LAKEVIEW— The Storm knows how to cut a rug.
At 68, Ralph “The Storm” Kissane is in his dancing prime — regularly performing with the old-school hip-hop cover band Too White Crew and appearing on NBC’s America’s Got Talent last year.
“I love to dance,” said Kissane. “If they start playing music right now, I’ll get at it. I’ll do it at McDonald’s, at the bank, all kinds of different places.”
Kissane said his dancing style is a mix of classic and contemporary — his moonwalk is all Michael Jackson, while his spins and smoothness bear resemblance to the moves of Usher and R&B singer Ne-Yo.

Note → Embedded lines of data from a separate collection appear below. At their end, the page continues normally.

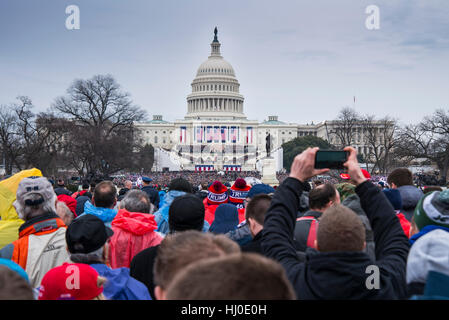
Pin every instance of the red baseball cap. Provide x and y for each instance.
(71, 281)
(345, 176)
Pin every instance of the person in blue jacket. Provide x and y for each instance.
(86, 239)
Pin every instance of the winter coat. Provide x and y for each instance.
(226, 218)
(120, 285)
(338, 275)
(430, 252)
(133, 232)
(410, 196)
(105, 214)
(41, 246)
(161, 215)
(153, 194)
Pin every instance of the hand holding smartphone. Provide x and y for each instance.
(331, 159)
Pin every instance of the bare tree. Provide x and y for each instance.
(100, 141)
(429, 139)
(381, 137)
(344, 127)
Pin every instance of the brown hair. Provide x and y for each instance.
(322, 195)
(182, 248)
(246, 276)
(258, 207)
(340, 229)
(105, 194)
(13, 286)
(400, 177)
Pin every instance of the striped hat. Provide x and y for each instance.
(217, 193)
(239, 191)
(433, 209)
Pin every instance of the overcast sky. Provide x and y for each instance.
(300, 60)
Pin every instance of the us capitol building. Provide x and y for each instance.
(215, 134)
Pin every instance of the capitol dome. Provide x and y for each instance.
(215, 89)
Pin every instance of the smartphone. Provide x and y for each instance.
(332, 159)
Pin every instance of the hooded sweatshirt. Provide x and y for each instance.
(410, 196)
(133, 232)
(120, 285)
(338, 275)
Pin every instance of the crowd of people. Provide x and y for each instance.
(207, 236)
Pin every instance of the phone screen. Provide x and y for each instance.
(330, 159)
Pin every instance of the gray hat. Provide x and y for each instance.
(34, 185)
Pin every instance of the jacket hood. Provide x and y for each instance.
(429, 253)
(344, 272)
(134, 222)
(410, 196)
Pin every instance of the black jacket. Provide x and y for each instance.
(338, 275)
(153, 194)
(141, 268)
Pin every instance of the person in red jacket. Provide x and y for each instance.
(394, 196)
(134, 229)
(216, 195)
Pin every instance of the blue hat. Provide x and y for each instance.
(394, 196)
(260, 188)
(14, 267)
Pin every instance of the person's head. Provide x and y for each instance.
(105, 195)
(255, 212)
(340, 230)
(146, 181)
(430, 189)
(186, 213)
(137, 201)
(345, 189)
(394, 196)
(13, 286)
(64, 212)
(72, 281)
(35, 196)
(246, 276)
(323, 196)
(180, 184)
(256, 189)
(128, 184)
(60, 183)
(87, 238)
(400, 177)
(429, 253)
(432, 209)
(217, 193)
(226, 218)
(179, 250)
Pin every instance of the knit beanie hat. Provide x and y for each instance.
(433, 209)
(217, 193)
(345, 190)
(186, 213)
(239, 191)
(394, 196)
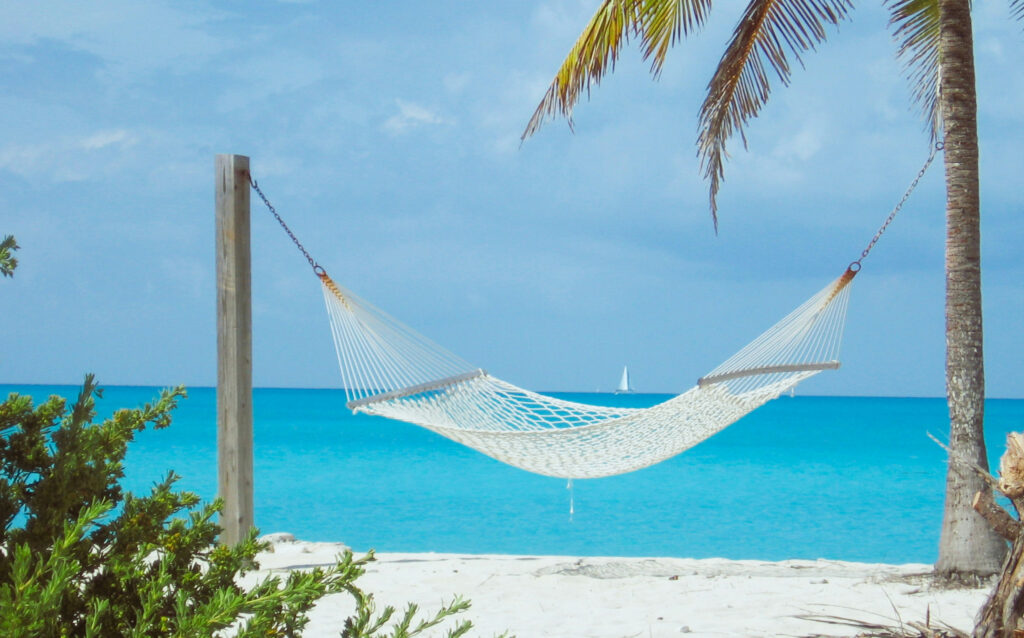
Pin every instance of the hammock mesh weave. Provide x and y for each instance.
(391, 371)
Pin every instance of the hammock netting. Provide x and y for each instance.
(391, 371)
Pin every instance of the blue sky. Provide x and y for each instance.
(388, 135)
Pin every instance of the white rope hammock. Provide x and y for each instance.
(391, 371)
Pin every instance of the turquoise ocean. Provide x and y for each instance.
(849, 478)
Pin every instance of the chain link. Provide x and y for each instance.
(315, 266)
(913, 184)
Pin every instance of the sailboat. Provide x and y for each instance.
(624, 383)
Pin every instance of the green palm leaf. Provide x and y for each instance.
(768, 32)
(658, 25)
(915, 26)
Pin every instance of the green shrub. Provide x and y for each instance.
(79, 556)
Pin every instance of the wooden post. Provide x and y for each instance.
(235, 410)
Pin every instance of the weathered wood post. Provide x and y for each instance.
(235, 409)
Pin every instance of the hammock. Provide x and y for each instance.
(391, 371)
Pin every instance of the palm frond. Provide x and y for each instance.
(915, 27)
(768, 32)
(658, 24)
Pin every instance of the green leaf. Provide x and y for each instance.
(915, 28)
(768, 33)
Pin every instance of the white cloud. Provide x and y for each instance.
(411, 116)
(102, 139)
(68, 159)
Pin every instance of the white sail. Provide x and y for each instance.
(624, 383)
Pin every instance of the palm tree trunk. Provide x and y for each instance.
(968, 544)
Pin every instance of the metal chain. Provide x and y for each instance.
(316, 267)
(913, 184)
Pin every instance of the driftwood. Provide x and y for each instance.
(1003, 613)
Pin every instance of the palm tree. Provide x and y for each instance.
(937, 48)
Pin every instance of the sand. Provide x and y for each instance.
(600, 597)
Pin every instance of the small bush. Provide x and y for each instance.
(79, 556)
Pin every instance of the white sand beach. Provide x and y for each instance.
(568, 597)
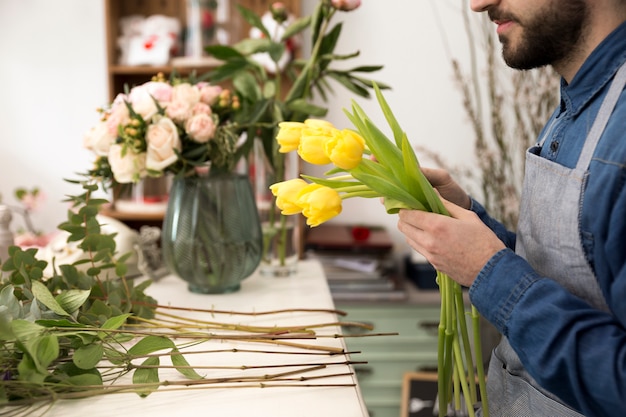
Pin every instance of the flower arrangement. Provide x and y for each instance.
(259, 83)
(368, 164)
(273, 86)
(174, 125)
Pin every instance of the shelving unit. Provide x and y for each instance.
(120, 75)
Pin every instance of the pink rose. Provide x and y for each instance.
(163, 141)
(142, 98)
(209, 93)
(201, 127)
(178, 110)
(345, 5)
(129, 167)
(201, 108)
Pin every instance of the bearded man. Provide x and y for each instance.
(555, 289)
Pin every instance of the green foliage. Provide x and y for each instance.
(55, 328)
(263, 104)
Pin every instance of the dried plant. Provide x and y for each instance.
(506, 109)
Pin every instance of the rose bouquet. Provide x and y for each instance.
(163, 126)
(370, 165)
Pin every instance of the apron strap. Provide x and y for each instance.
(606, 109)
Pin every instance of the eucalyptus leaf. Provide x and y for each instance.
(148, 377)
(13, 308)
(150, 344)
(43, 295)
(253, 19)
(296, 27)
(86, 379)
(181, 364)
(88, 356)
(72, 300)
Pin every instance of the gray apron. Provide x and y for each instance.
(548, 238)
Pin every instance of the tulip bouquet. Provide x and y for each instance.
(367, 164)
(274, 85)
(171, 125)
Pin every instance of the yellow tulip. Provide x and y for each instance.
(345, 149)
(312, 146)
(288, 136)
(319, 203)
(286, 194)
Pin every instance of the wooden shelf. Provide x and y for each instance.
(119, 76)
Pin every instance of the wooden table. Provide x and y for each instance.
(306, 290)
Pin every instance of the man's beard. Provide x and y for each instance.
(548, 37)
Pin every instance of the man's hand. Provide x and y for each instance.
(447, 187)
(459, 245)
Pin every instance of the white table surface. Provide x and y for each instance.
(308, 289)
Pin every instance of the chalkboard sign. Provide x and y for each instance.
(419, 396)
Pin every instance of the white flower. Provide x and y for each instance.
(129, 167)
(163, 141)
(142, 98)
(201, 127)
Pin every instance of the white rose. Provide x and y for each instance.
(130, 167)
(186, 93)
(178, 110)
(210, 93)
(98, 139)
(162, 140)
(200, 127)
(142, 98)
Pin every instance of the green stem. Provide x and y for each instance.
(479, 362)
(282, 243)
(469, 363)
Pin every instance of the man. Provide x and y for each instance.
(556, 289)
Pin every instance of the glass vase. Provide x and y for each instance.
(281, 234)
(211, 234)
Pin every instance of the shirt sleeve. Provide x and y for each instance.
(498, 228)
(573, 350)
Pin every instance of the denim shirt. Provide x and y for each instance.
(566, 339)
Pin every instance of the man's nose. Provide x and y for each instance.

"The Storm brings something that no one's ever seen — a senior break-dancer," said John Cordogiannes, who started the Too White Crew and performs on stage as C-Note. "Between his legit get-up, moves and appearance, it raises so many questions."
“Everything I do on stage is actually from my dad,” said Kissane, who lives in suburban Carpentersville. “He’s older now, but he could flip, jump up in the air and moonwalk from here across the street.”
Kissane was born in Great Falls, Montana, where his father (who is Cherokee Indian) owned a Native American dance studio called The Storm.
“My sad is ‘The Storm,’ too,” said Kissane, with a laugh.
Kissane’s family moved to Carpentersville when he was young, and at just 12 years old, he started performing with other Chicago teenagers, and even made an appearance on John Lounsbury’s “Bandstand Matinee” show.
“We were getting 25 cents an hour,” said Kissane. “We would just do some samba and the rumba. I don’t do those anymore. I do the Michael and the Usher.”
Despite a lifelong love of dance, Kissane only recently began practicing regularly again after taking a midlife hiatus to focus on family and work. After getting divorced three years ago and retiring from house-painting, Kissane said he has had time to rediscover his moves.
“I move the coffee table, I got a good-size living room and I got a good size stereo,” said Kissane.
The 68-year-old said his favorite practice playlist includes “Moves Like Jagger” by Maroon 5, “Scream” by Usher, “Get Down on It” by Kool and the Gang and a medley of Michael Jackson classics. He practices for more than an hour each day and “does the machines” at Cardinal Fitness three times a week to stay strong.
Although he doesn’t choreograph his performances, Kissane said he has about 20 go-to moves. During Too White Crew shows, Kissane joins other dancers on stage midshow for a freestyle dance-off.
“It’s a little scary, but I’m getting used to it now,” said Kissane. “I really want to get out there and do it. I just want to do the whole thing. I want to get every move.”
Cordogiannes said there is no greater audience reaction than when "The Storm" rushes on stage.
"Jaws drop, phones come out," said Cordogiannes.